Vergaberecht

Die Zulässigkeit von Value Engineering

Vergaberecht
14.11.2022

Value Engineering ist zwar ein häufig verwendeter Begriff, wirft aber immer noch Fragen auf.

Insbesondere wird manchmal grundsätzlich angezweifelt, dass Value Engineering vergaberechtlich überhaupt zulässig wäre.

Ein zweites Gegenargument ist häufig, dass der Auftraggeber ja selbst wissen müsse, was er wolle, daher brauche es Ideen von ausführender Seite gar nicht. Zwar ist nicht nachvollziehbar, warum jemand, der zwar regelmäßig etwas einkauft, es aber noch nie selbst hergestellt hat, nicht vom Wissen dessen profitieren könnte, der sich mit nichts außer dieser Herstellung beschäftigt, aber das soll (zumindest heute) kein Thema sein.

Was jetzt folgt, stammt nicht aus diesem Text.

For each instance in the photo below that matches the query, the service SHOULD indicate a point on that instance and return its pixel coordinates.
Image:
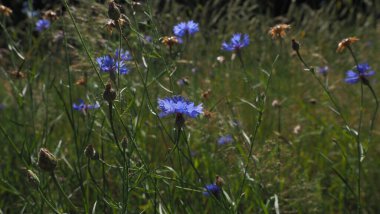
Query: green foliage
(294, 150)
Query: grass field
(295, 140)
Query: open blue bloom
(225, 139)
(84, 107)
(237, 42)
(364, 70)
(212, 189)
(42, 24)
(106, 63)
(27, 11)
(124, 55)
(109, 64)
(323, 70)
(178, 105)
(183, 28)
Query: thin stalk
(63, 192)
(47, 201)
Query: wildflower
(295, 45)
(346, 43)
(84, 107)
(225, 139)
(183, 81)
(108, 64)
(323, 70)
(279, 31)
(124, 55)
(50, 15)
(148, 39)
(237, 42)
(109, 94)
(219, 181)
(179, 105)
(364, 70)
(183, 28)
(5, 10)
(113, 11)
(42, 24)
(212, 189)
(32, 178)
(46, 160)
(90, 152)
(171, 40)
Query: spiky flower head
(5, 10)
(212, 189)
(225, 139)
(32, 178)
(184, 28)
(113, 11)
(278, 31)
(363, 71)
(109, 93)
(237, 42)
(81, 106)
(346, 43)
(171, 40)
(42, 25)
(110, 65)
(46, 160)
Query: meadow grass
(302, 142)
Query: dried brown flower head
(279, 31)
(5, 10)
(345, 43)
(51, 15)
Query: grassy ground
(299, 156)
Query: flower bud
(113, 11)
(124, 142)
(109, 94)
(32, 178)
(295, 45)
(90, 152)
(219, 181)
(46, 160)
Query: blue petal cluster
(183, 28)
(364, 70)
(111, 64)
(225, 139)
(237, 42)
(212, 189)
(124, 55)
(178, 105)
(42, 24)
(84, 107)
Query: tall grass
(299, 143)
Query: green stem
(63, 193)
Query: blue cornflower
(26, 10)
(225, 139)
(84, 107)
(364, 70)
(179, 105)
(212, 189)
(323, 70)
(42, 24)
(108, 64)
(183, 28)
(124, 55)
(237, 42)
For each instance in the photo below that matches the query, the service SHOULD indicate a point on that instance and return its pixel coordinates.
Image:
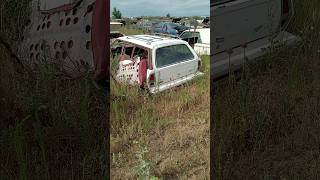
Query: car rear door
(237, 22)
(174, 62)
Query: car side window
(190, 35)
(172, 54)
(128, 50)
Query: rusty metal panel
(63, 31)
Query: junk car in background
(155, 63)
(169, 28)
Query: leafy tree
(116, 13)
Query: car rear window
(172, 54)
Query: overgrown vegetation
(51, 128)
(266, 124)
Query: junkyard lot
(174, 126)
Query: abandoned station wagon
(155, 63)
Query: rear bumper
(219, 63)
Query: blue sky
(130, 8)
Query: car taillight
(285, 7)
(151, 79)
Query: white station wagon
(155, 63)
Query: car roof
(204, 34)
(150, 41)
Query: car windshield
(172, 54)
(173, 25)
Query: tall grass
(266, 124)
(51, 128)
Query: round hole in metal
(67, 13)
(48, 24)
(38, 56)
(89, 8)
(88, 45)
(75, 20)
(64, 54)
(88, 28)
(56, 44)
(61, 22)
(36, 47)
(58, 55)
(70, 44)
(74, 12)
(62, 45)
(68, 21)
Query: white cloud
(162, 7)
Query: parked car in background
(114, 26)
(169, 28)
(199, 39)
(144, 25)
(155, 63)
(243, 29)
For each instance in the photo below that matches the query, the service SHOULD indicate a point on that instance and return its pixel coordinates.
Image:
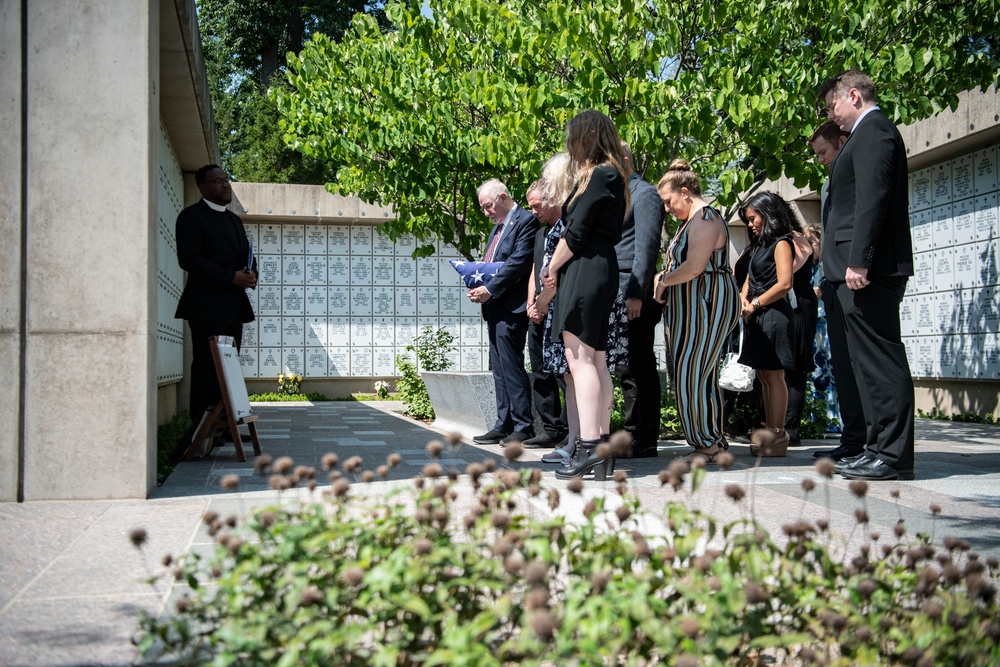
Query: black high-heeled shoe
(589, 461)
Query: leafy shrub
(431, 347)
(400, 579)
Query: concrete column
(91, 272)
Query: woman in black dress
(585, 269)
(768, 329)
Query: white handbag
(735, 376)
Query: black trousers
(205, 390)
(545, 387)
(641, 378)
(865, 324)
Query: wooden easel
(225, 414)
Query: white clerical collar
(863, 114)
(214, 206)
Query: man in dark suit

Die vergaberechtlichen Zweifel beruhen auf § 365 Bundesvergabegesetz 2018 (BVergG 2018) über die Zulässigkeit nachträglicher Vertragsänderungen ohne Neuausschreibungspflicht. Zwar ist diese Bestimmung wegen bisher kaum vorhandener Judikatur in vielen Punkten unklar, aber es gibt gute Argumente für den Einsatz von Value Engineering.

Die österreichische und die europäische Welt

Wesentlich für das Verständnis von § 365 BVergG 2018 (der zwar teilweise eigene Worte verwendet, aber den EU-Vergaberichtlinien entnommen ist und auch sein muss) ist, die österreichische Bauwelt mit ihren Gewohnheiten nicht darauf zu übertragen, denn daraus können Missverständnisse entstehen.

Manche Zweifler sehen einen Unterschied zwischen Value Engineering und sonstigen Bauvertragsänderungen – die sehr häufig passieren, denn kaum ein Bauvertrag wird ohne jegliche Änderung des ­Leistungsumfangs abgewickelt – schon alleine darin, dass Leistungsabweichungen (also Leistungsänderungen oder Störungen der Leistungserbringung) schon seit Jahrzehnten in der ÖNorm B 2110 verankert sind, während Value Engineering relativ neu ist. Manche wiederum sehen ein Problem darin, dass die Initiative beim Value Engineering – im Unterschied zu Leistungsabweichungen – vom Auftragnehmer kommt. Beides allerdings ist dem Vergaberecht herzlich egal.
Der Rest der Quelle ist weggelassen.